Jules Verne

Dix minutes après son arrivée au relais, Michel Strogoff fut prévenu que son tarentass était prêt à partir.

«Bien,» répondit-il.

Puis, allant aux deux journalistes:

«Maintenant, messieurs, puisque vous restez à Ichim, le moment est venu de nous séparer.

--Quoi, monsieur Korpanoff, dit Alcide Jolivet, ne resterez-vous pas même une heure à Ichim?

--Non, monsieur, et je désire même avoir quitté la maison de poste avant l'arrivée de cette berline que nous avons devancée.

--Craignez-vous donc que ce voyageur ne cherche à vous disputer les chevaux du relais?

--Je tiens surtout à éviter toute difficulté.

--Alors, monsieur Korpanoff, dit Alcide Jolivet, il ne nous reste plus qu'à vous remercier encore une fois du service que vous nous avez rendu et du plaisir que nous avons eu à voyager en votre compagnie.

--Il est possible, d'ailleurs, que nous nous retrouvions dans quelques jours à Omsk, ajouta Harry Blount.

--C'est possible, en effet, répondit Michel Strogoff, puisque j'y vais directement.

--Eh bien! bon voyage, monsieur Korpanoff, dit alors Alcide Jolivet, et Dieu vous garde des télègues.»

Les deux correspondants tendaient la main à Michel Strogoff avec l'intention de la lui serrer le plus cordialement possible, lorsque le bruit d'une voiture se fit entendre au dehors.

Presque aussitôt, la porte de la maison de poste s'ouvrit brusquement, et un homme parut.

C'était le voyageur de la berline, un individu à tournure militaire, âgé d'une quarantaine d'années, grand, robuste, tête forte, épaules larges, épaisses moustaches se raccordant avec ses favoris roux. Il portait un uniforme sans insignes. Un sabre de cavalerie traînait à sa ceinture, et il tenait à la main un fouet à manche court.

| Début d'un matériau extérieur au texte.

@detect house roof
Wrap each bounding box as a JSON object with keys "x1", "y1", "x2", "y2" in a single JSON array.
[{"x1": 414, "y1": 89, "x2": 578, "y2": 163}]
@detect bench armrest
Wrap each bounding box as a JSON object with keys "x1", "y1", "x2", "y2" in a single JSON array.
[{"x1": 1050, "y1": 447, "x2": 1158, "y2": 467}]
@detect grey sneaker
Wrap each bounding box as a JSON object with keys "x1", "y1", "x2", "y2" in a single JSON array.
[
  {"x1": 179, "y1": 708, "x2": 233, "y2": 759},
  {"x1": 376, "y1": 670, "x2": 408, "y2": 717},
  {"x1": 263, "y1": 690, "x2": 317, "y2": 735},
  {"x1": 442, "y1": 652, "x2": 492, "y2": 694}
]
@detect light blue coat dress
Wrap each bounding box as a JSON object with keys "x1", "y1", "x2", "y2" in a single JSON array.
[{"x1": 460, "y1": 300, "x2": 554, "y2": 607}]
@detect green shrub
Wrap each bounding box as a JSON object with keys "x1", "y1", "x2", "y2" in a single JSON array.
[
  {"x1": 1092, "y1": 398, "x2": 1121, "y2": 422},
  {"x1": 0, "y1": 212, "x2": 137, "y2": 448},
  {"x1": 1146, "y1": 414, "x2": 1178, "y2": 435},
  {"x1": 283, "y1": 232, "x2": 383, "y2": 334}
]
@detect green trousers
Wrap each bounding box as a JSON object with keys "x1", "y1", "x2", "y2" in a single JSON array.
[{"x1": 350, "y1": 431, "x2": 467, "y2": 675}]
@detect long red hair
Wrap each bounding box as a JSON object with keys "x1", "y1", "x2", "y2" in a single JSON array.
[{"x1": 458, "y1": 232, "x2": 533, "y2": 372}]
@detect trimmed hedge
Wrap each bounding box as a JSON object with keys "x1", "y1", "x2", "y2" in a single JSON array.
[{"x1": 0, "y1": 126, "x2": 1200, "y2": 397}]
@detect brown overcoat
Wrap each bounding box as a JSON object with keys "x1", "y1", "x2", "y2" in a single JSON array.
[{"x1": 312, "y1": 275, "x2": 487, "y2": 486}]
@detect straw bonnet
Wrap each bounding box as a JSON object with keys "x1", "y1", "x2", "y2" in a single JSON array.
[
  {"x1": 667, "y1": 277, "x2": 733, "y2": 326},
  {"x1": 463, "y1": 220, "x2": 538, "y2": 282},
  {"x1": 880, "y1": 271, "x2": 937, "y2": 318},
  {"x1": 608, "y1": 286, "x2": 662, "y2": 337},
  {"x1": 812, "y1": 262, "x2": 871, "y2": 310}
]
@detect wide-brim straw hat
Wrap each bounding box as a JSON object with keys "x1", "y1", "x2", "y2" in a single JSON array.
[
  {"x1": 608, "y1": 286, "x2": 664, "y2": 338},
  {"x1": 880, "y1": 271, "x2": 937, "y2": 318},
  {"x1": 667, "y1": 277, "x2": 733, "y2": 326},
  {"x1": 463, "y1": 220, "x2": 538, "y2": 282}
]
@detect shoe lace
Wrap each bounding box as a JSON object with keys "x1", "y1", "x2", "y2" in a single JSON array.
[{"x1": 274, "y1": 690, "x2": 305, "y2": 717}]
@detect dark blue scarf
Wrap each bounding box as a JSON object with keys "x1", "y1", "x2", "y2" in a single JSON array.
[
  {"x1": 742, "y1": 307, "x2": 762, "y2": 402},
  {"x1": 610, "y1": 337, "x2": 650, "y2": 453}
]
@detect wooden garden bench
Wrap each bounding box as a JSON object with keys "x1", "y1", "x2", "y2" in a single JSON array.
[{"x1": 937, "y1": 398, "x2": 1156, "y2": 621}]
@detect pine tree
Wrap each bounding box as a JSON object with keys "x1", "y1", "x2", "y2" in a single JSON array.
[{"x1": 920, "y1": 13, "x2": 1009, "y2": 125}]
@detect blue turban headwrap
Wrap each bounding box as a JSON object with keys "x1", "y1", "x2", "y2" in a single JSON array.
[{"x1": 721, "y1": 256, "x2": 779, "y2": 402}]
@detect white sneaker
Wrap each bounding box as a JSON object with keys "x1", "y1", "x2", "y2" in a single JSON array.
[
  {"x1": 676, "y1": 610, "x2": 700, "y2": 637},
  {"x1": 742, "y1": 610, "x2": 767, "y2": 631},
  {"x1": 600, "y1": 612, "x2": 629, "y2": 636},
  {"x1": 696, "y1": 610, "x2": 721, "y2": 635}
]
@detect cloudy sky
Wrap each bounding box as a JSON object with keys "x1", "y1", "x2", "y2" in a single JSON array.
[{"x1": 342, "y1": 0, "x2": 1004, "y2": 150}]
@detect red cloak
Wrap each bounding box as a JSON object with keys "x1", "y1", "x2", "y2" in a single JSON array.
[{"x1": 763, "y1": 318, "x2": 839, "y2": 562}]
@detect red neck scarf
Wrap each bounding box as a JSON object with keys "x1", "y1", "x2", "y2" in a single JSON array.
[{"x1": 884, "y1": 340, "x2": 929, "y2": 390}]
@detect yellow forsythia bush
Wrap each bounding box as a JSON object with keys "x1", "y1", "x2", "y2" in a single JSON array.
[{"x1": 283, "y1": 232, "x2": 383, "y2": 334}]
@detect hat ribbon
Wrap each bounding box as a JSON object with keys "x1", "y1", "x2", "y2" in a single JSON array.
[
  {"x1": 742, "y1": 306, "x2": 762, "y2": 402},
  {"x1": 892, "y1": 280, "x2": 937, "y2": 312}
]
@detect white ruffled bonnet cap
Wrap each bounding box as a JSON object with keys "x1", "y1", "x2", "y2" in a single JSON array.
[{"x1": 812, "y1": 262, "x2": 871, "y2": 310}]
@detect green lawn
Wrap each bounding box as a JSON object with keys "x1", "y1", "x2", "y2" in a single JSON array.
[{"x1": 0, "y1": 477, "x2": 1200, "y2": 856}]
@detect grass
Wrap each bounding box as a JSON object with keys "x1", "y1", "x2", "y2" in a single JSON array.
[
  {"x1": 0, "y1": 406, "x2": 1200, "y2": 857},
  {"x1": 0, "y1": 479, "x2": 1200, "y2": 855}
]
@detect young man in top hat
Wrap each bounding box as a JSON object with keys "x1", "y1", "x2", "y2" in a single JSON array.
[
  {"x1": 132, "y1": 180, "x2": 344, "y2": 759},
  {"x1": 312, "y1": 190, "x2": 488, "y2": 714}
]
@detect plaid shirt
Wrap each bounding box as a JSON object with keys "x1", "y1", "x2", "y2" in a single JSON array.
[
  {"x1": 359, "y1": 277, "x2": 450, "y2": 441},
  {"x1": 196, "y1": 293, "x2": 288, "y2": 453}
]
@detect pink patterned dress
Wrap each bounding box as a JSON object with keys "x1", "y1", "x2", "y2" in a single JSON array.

«Des chevaux, demanda-t-il avec l'air impérieux d'un homme habitué à commander.

--Je n'ai plus de chevaux disponibles, répondit le maître de poste, en s'inclinant.

--Il m'en faut à l'instant.

--C'est impossible.

--Quels sont donc ces chevaux qui viennent d'être attelés au tarentass que j'ai vu à la porte du relais?

--Ils appartiennent à ce voyageur, répondit le maître de poste en montrant Michel Strogoff.

--Qu'on les dételle!...» dit le voyageur d'un ton qui n'admettait pas de réplique.

Michel Strogoff s'avança alors.

«Ces chevaux sont retenus par moi, dit-il.

--Peu m'importe! Il me les faut. Allons! Vivement! Je n'ai pas de temps à perdre!

--Je n'ai pas de temps à perdre non plus,» répondit Michel Strogoff, qui voulait être calme et se contenait non sans peine.

Nadia était près de lui, calme aussi, mais secrètement inquiète d'une scène qu'il eût mieux valu éviter.

«Assez!» répéta le voyageur.

Puis, allant au maître de poste:

«Qu'on dételle ce tarentass, s'écria-t-il avec un geste de menace, et que les chevaux soient mis à ma berline!»

Le maître de poste, très-embarrassé, ne savait à qui obéir, et il regardait Michel Strogoff, dont c'était évidemment le droit de résister aux injustes exigences du voyageur.

Michel Strogoff hésita un instant. Il ne voulait pas faire usage de son podaroshna, qui eût attiré l'attention sur lui, il ne voulait pas non plus, en cédant les chevaux, retarder son voyage, et, cependant, il ne voulait pas engager une lutte qui eût pu compromettre sa mission.

Les deux journalistes le regardaient, prêts d'ailleurs à le soutenir, s'il faisait appel à eux.

«Mes chevaux resteront à ma voiture,» dit Michel Strogoff, mais sans élever le ton plus qu'il ne convenait à un simple marchand d'Irkoutsk.

Le voyageur s'avança alors vers Michel Strogoff, et lui posant rudement la main sur l'épaule:

«C'est comme cela! dit-il d'une voix éclatante. Tu ne veux pas me céder tes chevaux?

--Non, répondit Michel Strogoff.

--Eh bien, ils seront à celui de nous deux qui va pouvoir repartir! Défends-toi, car je ne te ménagerai pas!»

Et, en parlant ainsi, le voyageur tira vivement son sabre du fourreau et se mit en garde.

Nadia s'était jetée devant Michel Strogoff.

Harry Blount et Alcide Jolivet s'avancèrent vers lui.